The Indian rupee hit ‍a record low against the dollar on Thursday, pressured by dollar demand linked to the maturity ⁠of non-deliverable forward positions and corporate hedging, while the central bank likely intervened to hold it above the psychologically significant 92 level. The rupee ended the session at 91.9550 per ‌dollar, down 0.2% ‌from its previous close. Earlier in the session, it fell to 91.9850. Weakness in the currency also spilled ‌over to Indian government bonds, reinforcing a dilemma for the market wherein the Reserve Bank of India’s efforts to shore up banking system liquidity get blunted by its FX market interventions.

The central bank intervened on Thursday as well to cap the rupee’s fall, traders said. Expectations of the rupee depreciating further are also compounding the strain on India’s interest rate swaps market, which ‌has contributed ‍to pushing up overnight index swap rates to levels that ‍price in monetary tightening, even though macro-economic indicators signal no ‌need for it. The rupee’s weakness also stands in contrast with India’s strong economic growth numbers. The economy is expected to grow between 6.8%-7.2% in the fiscal year starting April, a modest slowdown from the 7.4% projection for the ongoing fiscal, the government’s annual economic survey said.

“The rupee’s valuation does not accurately reflect India’s stellar economic fundamentals,” it said, while also ‍noting that the currency’s fall helps offset some impact of the steep U.S. tariffs. A trade deal with the U.S. is key ‍to improving ⁠sentiment on Indian markets, a ⁠portfolio manager at a hedge fund said.

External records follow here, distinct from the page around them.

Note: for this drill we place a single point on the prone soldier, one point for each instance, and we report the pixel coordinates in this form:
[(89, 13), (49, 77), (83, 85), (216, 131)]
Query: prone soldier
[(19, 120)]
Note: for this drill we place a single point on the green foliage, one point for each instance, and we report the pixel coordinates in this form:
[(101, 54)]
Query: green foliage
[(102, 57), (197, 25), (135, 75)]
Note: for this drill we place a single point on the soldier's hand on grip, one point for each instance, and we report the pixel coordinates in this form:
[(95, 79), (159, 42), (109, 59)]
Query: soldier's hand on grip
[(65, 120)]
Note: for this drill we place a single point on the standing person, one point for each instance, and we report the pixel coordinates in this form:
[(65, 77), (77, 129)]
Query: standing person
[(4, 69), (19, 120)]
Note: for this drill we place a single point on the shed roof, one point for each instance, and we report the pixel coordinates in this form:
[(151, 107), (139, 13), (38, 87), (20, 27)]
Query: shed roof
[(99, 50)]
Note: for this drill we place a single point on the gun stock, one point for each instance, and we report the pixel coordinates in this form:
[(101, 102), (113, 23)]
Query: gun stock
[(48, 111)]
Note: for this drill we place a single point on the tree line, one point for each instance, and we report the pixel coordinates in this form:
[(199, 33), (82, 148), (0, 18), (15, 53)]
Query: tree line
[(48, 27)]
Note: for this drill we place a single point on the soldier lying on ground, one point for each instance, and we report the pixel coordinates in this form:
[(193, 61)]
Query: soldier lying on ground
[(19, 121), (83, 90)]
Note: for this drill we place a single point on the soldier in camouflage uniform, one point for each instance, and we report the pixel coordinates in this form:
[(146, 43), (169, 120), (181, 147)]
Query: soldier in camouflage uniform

“It becomes complicated to project long-term growth for India when the country finds itself in a complicated geopolitical spot,” they added, referring to the reticence among foreign investors towards buying Indian assets. Foreign investors have net sold over $4 billion of local stocks in January so far, adding to the record $19 billion outflow in 2025. DBS Bank India expects the rupee to fall to 93-94 this year as capital inflows dwindle.